Most line search versions of the basic Newton method generate the direction $$d_k$$ by modifying the Hessian matrix $$\nabla^2f(x_k)$$ to ensure that the quadratic model $$q_k$$ of the function has a unique minimizer. The modified Cholesky decomposition approach adds positive quantities to the diagonal of $$\nabla^2f(x_k)$$ during the Cholesky factorization. As a result, a diagonal matrix, $$E_k$$, with nonnegative diagonal entries is generated such that $$\nabla^2f(x_k) + E_k$$ is positive definite. Given this decomposition, the search direction $$d_k$$ is obtained by solving $$(\nabla^2f(x_k) + E_k)d_k = -\nabla f(x_k)$$

After $$d_k$$ is found, a line search procedure is used to choose an $$\alpha_k > 0$$ that approximately minimizes $$f$$ along the ray $${x_k + \alpha d_k : \alpha > 0}$$. The following Newton codes use line-search methods: GAUSS, NAG Fortran Library, NAG C Library, and OPTIMA.
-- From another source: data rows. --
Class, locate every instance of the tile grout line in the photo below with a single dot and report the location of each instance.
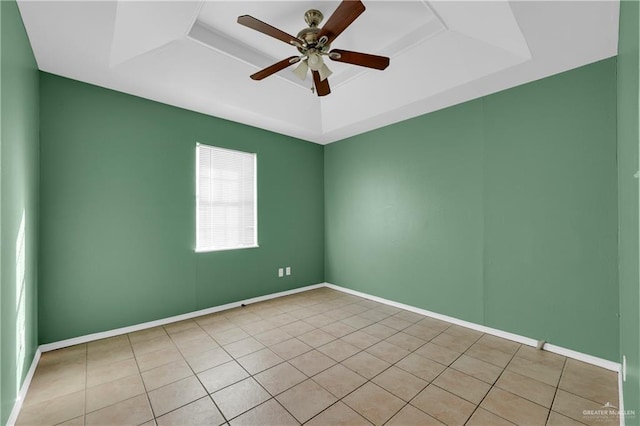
(144, 385)
(331, 304)
(492, 386)
(555, 393)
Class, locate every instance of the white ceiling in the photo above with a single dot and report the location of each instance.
(193, 54)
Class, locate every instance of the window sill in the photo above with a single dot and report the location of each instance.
(208, 250)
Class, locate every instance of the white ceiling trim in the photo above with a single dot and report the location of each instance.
(192, 54)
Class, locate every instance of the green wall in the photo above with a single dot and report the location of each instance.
(501, 211)
(628, 139)
(118, 212)
(19, 99)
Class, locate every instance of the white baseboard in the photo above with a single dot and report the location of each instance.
(600, 362)
(621, 399)
(130, 329)
(17, 405)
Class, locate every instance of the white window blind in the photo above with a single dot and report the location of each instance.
(226, 216)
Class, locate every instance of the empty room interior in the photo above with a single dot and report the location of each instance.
(319, 212)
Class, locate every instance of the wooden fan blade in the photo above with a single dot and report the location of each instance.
(344, 15)
(275, 68)
(256, 24)
(357, 58)
(322, 87)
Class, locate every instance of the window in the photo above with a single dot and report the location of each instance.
(226, 216)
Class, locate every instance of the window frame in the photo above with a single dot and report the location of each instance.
(255, 200)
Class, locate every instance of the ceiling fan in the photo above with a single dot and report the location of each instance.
(314, 43)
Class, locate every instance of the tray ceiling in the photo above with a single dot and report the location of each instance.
(193, 54)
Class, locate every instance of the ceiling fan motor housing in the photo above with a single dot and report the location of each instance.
(309, 35)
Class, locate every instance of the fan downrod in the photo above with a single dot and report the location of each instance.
(313, 17)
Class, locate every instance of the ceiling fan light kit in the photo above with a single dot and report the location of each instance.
(314, 43)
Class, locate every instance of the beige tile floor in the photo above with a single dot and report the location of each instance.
(321, 357)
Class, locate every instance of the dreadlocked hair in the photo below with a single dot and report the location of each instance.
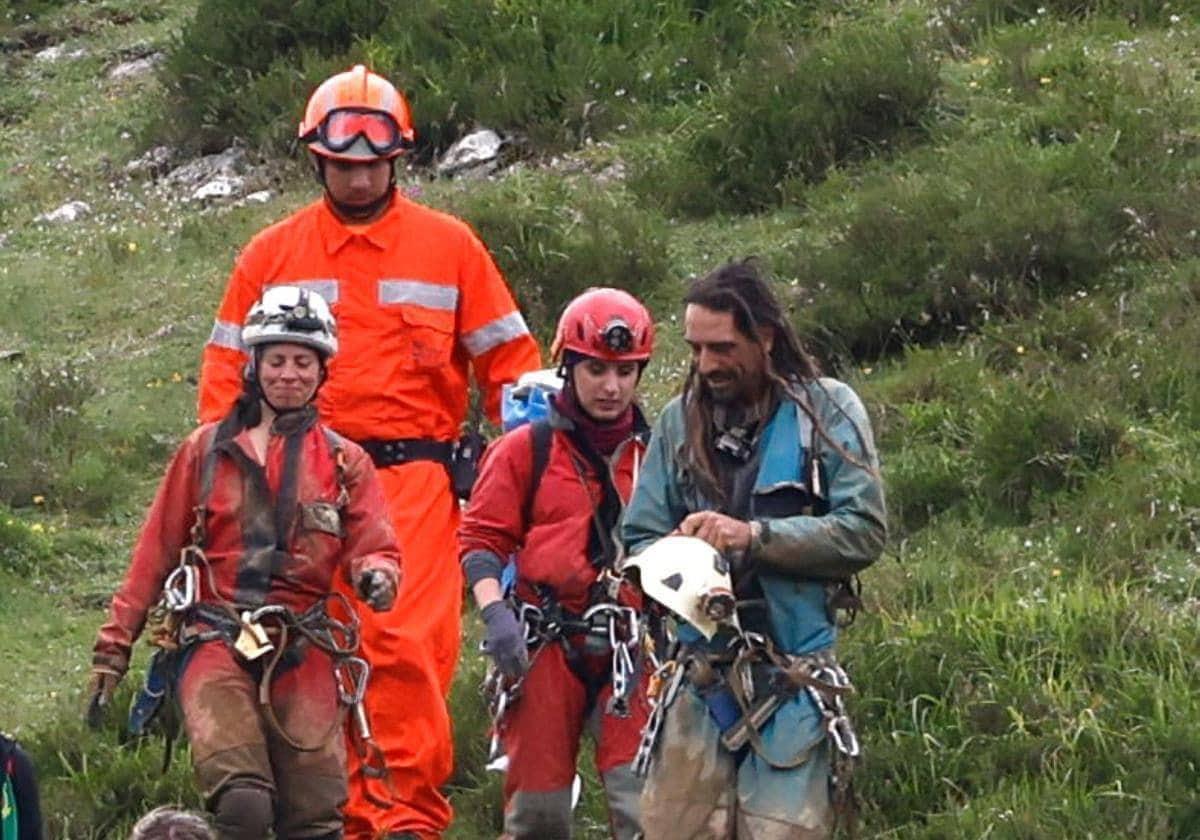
(743, 289)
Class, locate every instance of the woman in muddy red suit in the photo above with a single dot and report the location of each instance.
(564, 642)
(253, 520)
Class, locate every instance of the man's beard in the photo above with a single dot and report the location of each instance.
(726, 393)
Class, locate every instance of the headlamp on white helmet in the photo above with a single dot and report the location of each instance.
(690, 579)
(291, 315)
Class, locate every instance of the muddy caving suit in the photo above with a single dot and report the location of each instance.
(274, 534)
(564, 544)
(822, 520)
(420, 309)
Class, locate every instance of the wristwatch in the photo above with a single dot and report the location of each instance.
(760, 535)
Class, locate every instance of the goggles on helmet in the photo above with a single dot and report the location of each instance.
(617, 336)
(339, 131)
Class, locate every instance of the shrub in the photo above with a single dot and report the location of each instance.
(555, 237)
(792, 111)
(552, 72)
(48, 448)
(211, 70)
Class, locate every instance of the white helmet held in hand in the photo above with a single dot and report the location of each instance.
(690, 579)
(291, 315)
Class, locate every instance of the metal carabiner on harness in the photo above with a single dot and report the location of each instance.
(838, 726)
(357, 671)
(532, 618)
(623, 631)
(179, 591)
(660, 697)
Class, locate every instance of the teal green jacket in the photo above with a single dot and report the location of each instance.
(825, 517)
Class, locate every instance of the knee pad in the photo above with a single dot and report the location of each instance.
(244, 813)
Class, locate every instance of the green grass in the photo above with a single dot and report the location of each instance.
(1002, 262)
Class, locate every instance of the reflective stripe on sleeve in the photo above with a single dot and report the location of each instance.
(227, 334)
(493, 334)
(327, 288)
(430, 295)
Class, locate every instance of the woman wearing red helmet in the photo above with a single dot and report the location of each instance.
(564, 637)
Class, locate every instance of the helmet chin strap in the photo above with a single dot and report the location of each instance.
(357, 213)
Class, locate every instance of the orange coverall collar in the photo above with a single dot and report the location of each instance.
(381, 233)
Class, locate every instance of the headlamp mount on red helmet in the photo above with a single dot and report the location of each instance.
(607, 324)
(617, 336)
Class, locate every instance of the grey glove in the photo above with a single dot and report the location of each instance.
(505, 640)
(100, 695)
(377, 588)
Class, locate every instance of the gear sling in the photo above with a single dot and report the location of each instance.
(270, 637)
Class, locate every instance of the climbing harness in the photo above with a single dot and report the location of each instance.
(264, 634)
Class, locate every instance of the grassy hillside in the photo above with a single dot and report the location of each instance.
(983, 214)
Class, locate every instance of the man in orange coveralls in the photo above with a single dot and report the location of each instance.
(418, 300)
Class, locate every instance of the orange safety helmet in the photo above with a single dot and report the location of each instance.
(607, 324)
(357, 115)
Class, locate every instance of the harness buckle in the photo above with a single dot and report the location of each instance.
(252, 641)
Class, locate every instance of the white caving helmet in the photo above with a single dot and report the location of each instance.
(292, 315)
(690, 579)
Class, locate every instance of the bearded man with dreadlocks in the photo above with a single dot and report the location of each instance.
(773, 466)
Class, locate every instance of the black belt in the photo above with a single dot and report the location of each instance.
(391, 453)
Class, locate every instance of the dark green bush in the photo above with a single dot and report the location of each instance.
(555, 237)
(549, 71)
(48, 447)
(796, 108)
(213, 70)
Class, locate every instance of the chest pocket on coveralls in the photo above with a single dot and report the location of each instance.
(427, 336)
(321, 529)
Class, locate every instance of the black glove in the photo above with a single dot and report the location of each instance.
(377, 588)
(505, 640)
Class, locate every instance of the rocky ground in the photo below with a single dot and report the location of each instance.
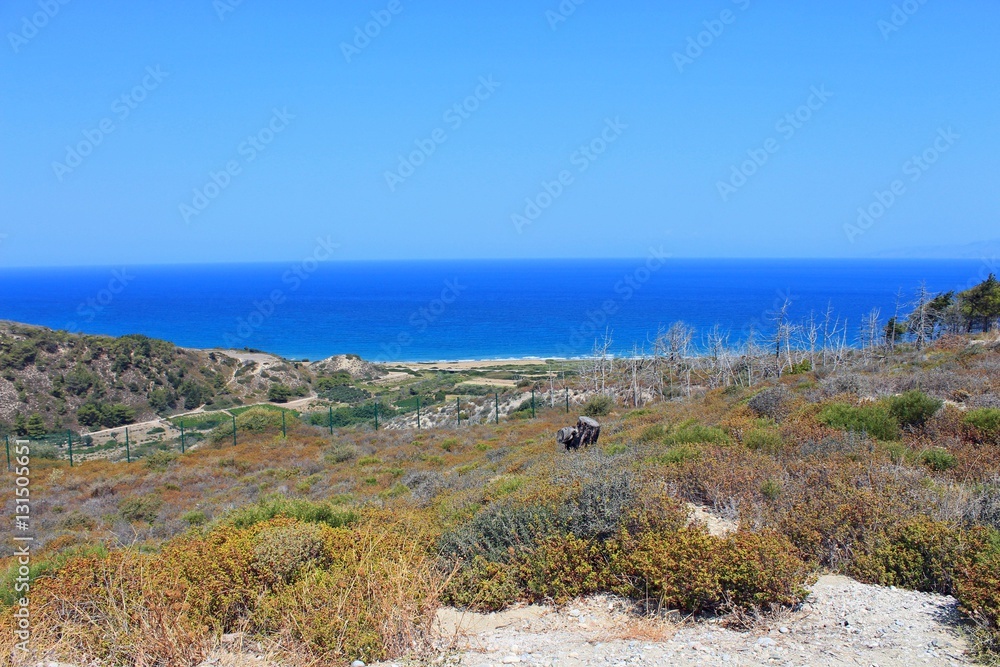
(842, 623)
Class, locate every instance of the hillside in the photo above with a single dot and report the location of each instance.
(82, 382)
(327, 547)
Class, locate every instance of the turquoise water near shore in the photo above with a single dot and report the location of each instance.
(452, 310)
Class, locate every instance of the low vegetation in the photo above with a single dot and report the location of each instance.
(341, 546)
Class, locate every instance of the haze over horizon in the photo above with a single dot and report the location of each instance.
(233, 131)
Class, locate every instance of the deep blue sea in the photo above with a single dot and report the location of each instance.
(458, 309)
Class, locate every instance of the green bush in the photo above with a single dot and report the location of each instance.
(763, 439)
(498, 533)
(983, 425)
(913, 408)
(920, 554)
(303, 510)
(938, 458)
(598, 406)
(678, 455)
(258, 420)
(875, 420)
(691, 433)
(159, 461)
(280, 552)
(140, 508)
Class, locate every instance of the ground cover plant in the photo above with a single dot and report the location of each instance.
(343, 544)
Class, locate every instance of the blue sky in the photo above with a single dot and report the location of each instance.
(248, 129)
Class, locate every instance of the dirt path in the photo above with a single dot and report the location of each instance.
(842, 623)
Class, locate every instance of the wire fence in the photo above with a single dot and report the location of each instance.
(178, 435)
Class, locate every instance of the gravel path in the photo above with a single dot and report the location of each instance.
(842, 623)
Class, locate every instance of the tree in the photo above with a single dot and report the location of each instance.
(36, 426)
(982, 303)
(894, 331)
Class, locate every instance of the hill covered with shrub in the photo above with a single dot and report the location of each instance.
(341, 546)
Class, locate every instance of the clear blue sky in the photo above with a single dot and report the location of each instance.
(673, 129)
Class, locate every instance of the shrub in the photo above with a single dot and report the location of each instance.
(599, 508)
(678, 455)
(258, 420)
(282, 551)
(875, 420)
(306, 511)
(140, 508)
(194, 518)
(977, 587)
(499, 532)
(763, 439)
(598, 406)
(938, 458)
(482, 585)
(921, 554)
(340, 453)
(691, 432)
(159, 461)
(693, 571)
(770, 489)
(913, 408)
(563, 567)
(770, 403)
(983, 425)
(278, 393)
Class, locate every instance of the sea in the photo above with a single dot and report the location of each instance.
(462, 310)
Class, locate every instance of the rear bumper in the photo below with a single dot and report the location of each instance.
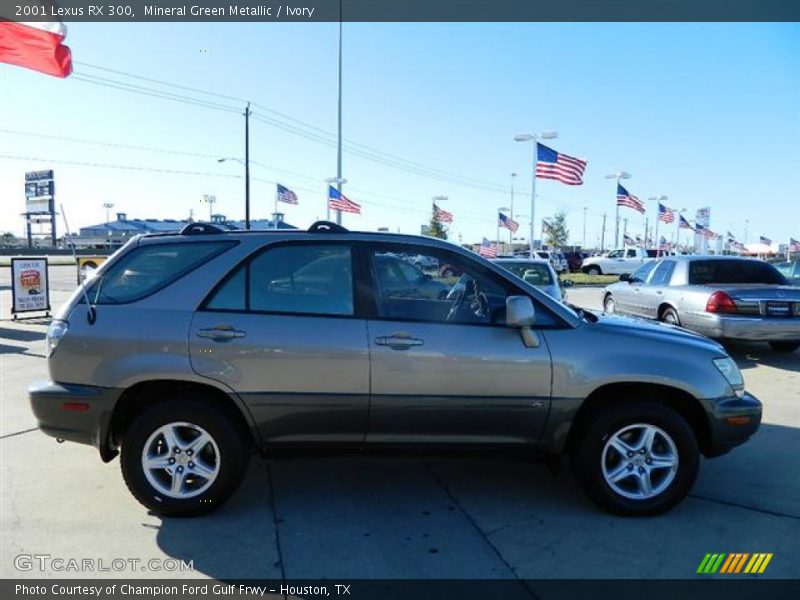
(748, 328)
(723, 434)
(78, 413)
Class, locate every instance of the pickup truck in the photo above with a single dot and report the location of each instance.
(617, 262)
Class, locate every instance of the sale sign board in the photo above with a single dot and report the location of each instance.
(30, 287)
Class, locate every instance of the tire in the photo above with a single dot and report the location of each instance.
(596, 460)
(224, 457)
(609, 305)
(670, 315)
(784, 346)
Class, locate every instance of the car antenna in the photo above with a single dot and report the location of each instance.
(91, 316)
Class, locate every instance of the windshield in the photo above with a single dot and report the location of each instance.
(533, 273)
(703, 272)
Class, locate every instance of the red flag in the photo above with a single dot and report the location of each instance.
(36, 46)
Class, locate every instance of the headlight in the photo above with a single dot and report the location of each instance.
(55, 332)
(731, 373)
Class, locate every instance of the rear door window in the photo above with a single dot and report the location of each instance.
(702, 272)
(147, 269)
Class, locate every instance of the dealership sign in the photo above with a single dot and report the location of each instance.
(30, 288)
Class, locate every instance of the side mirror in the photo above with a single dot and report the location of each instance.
(521, 315)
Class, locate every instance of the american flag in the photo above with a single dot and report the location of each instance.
(507, 222)
(442, 215)
(338, 201)
(625, 198)
(284, 194)
(554, 165)
(488, 249)
(706, 232)
(665, 214)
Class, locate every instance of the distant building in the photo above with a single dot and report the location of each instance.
(116, 233)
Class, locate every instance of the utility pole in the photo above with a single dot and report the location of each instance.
(603, 235)
(339, 140)
(247, 167)
(583, 241)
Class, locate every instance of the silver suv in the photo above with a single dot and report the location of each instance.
(188, 351)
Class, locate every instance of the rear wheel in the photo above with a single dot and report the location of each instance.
(183, 458)
(609, 305)
(637, 459)
(670, 316)
(784, 346)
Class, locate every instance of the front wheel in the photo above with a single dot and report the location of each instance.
(637, 459)
(784, 346)
(183, 458)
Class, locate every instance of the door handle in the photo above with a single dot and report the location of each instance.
(398, 341)
(220, 333)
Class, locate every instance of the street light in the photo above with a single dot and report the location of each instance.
(246, 164)
(339, 181)
(533, 137)
(617, 176)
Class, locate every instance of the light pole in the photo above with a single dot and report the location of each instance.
(534, 137)
(583, 240)
(511, 209)
(246, 164)
(339, 183)
(617, 176)
(658, 200)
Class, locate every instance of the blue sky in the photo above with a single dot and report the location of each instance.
(706, 114)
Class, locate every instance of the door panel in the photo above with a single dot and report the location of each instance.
(304, 378)
(456, 383)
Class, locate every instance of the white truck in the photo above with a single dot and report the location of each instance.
(617, 262)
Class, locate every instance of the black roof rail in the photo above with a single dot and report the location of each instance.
(200, 229)
(327, 227)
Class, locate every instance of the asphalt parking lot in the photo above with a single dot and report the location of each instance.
(393, 517)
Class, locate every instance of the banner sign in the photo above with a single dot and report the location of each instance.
(39, 191)
(30, 287)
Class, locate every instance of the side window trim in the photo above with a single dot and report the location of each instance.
(246, 262)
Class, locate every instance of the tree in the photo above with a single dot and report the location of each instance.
(557, 234)
(437, 228)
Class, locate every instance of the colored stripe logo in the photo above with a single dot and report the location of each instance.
(736, 562)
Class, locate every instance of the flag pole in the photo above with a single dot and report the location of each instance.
(533, 195)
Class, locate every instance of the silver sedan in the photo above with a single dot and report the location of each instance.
(722, 297)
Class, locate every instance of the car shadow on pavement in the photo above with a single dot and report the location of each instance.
(21, 335)
(750, 354)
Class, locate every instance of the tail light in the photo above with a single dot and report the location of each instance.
(720, 302)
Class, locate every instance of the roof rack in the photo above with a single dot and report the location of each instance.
(200, 229)
(327, 227)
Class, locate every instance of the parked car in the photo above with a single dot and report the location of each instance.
(725, 298)
(616, 262)
(538, 273)
(790, 270)
(575, 260)
(187, 351)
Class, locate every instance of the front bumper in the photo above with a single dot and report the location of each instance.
(78, 413)
(723, 434)
(755, 328)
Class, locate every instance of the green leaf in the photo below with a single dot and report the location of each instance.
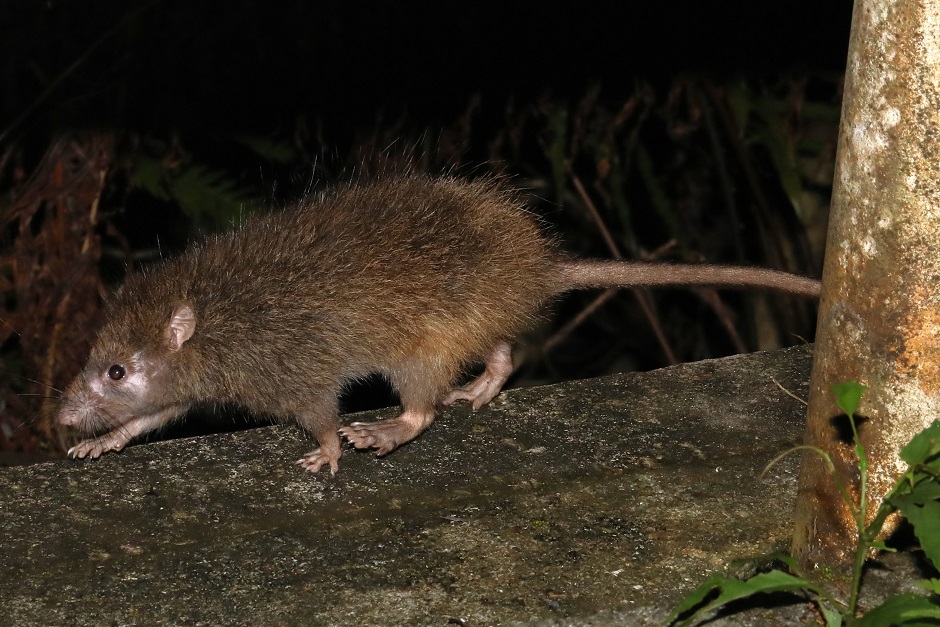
(734, 590)
(922, 508)
(903, 609)
(847, 395)
(209, 196)
(833, 617)
(923, 446)
(695, 597)
(148, 174)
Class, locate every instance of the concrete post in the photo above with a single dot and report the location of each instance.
(879, 318)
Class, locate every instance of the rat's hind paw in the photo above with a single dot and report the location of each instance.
(387, 435)
(481, 390)
(94, 447)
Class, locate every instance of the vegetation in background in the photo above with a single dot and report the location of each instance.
(916, 496)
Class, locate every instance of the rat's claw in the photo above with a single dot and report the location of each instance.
(315, 460)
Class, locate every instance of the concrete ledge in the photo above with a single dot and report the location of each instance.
(591, 500)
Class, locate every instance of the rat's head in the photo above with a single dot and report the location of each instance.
(131, 371)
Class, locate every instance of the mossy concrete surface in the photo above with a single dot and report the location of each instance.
(592, 502)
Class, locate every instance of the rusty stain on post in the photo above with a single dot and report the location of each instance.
(880, 311)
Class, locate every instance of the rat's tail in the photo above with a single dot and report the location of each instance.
(596, 273)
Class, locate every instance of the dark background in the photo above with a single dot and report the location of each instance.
(256, 65)
(181, 84)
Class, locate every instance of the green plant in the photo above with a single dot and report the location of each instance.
(916, 496)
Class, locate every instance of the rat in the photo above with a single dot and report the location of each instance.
(410, 276)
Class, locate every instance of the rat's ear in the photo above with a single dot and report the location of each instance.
(181, 327)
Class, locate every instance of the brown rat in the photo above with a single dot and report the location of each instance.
(408, 276)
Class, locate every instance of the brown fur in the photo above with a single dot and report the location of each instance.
(407, 276)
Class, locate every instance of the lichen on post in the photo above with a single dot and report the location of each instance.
(880, 311)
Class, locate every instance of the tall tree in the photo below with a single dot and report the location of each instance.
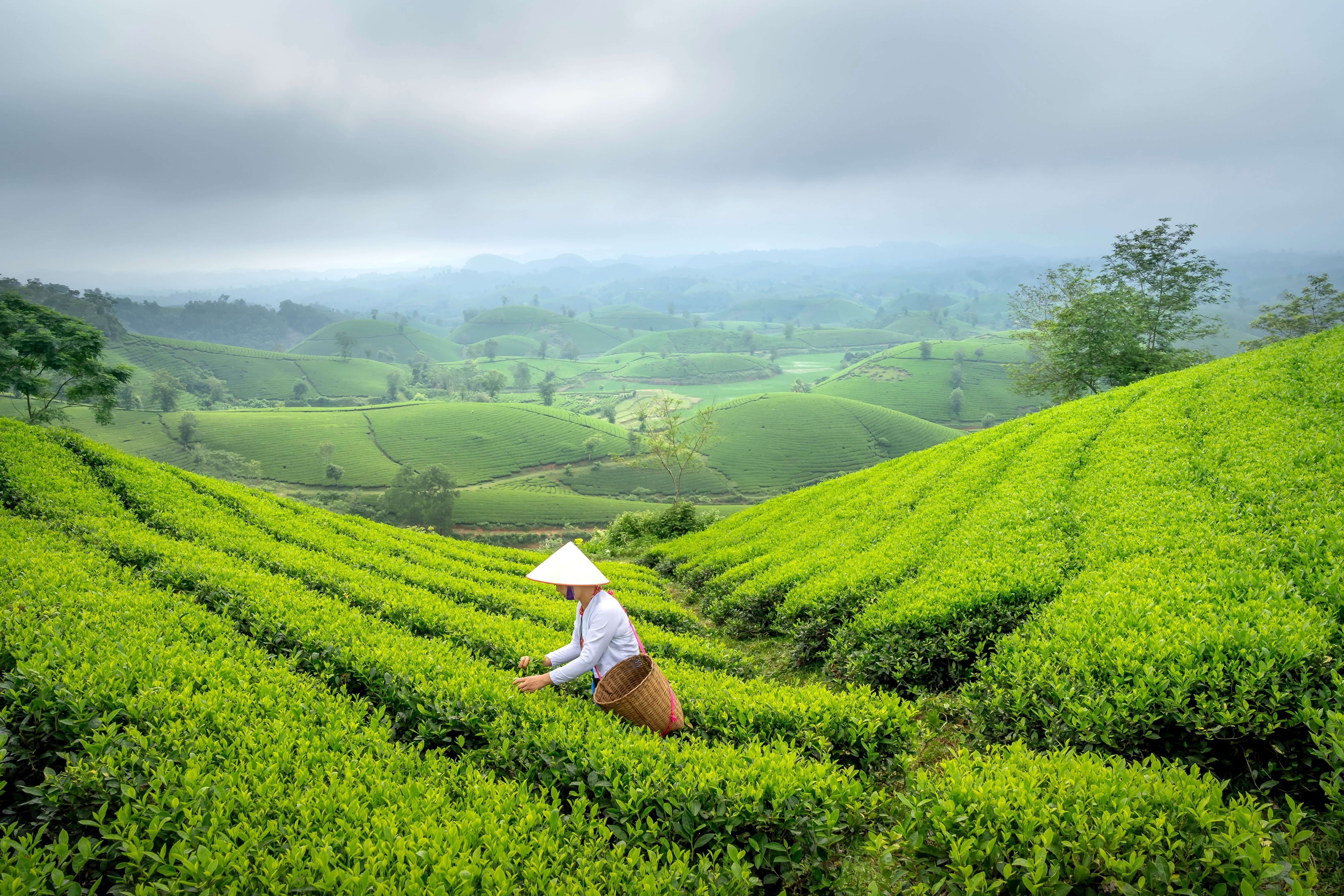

The algorithms used in these codes for determining $$\alpha_k$$ rely on quadratic or cubic interpolation of the univariate function $$\phi_\alpha = f(x_k + \alpha d_k)$$ in their search for a suitable $$\alpha_k$$. An elegant and practical criterion for a suitable $$\alpha_k$$ is to require $$\alpha_k$$ to satisfy the sufficient decrease condition:
$$f(x_k + \alpha d_k) \leq f(x_k) + \mu \alpha_k \nabla f(x_k)^T d_k$$ and the curvature condition:
$$| \nabla f(x_k + \alpha d_k)^T d_k| \leq \eta | \nabla f(x_k)^T d_k|$$

where $$\mu$$ and $$\eta$$ are two constants with $$0 < \mu < \eta < 1$$. The sufficient decrease condition guarantees, in particular, that $$f(x_{k+1}) < f(x_k)$$ while the curvature condition requires that $$\alpha_k$$ be not too far from a minimizer of $$\phi$$. Requiring an accurate minimizer is generally wasteful of function and gradient evaluations, so codes typically use $$\mu=0.001$$ and $$\eta=0.9$$ in these conditions.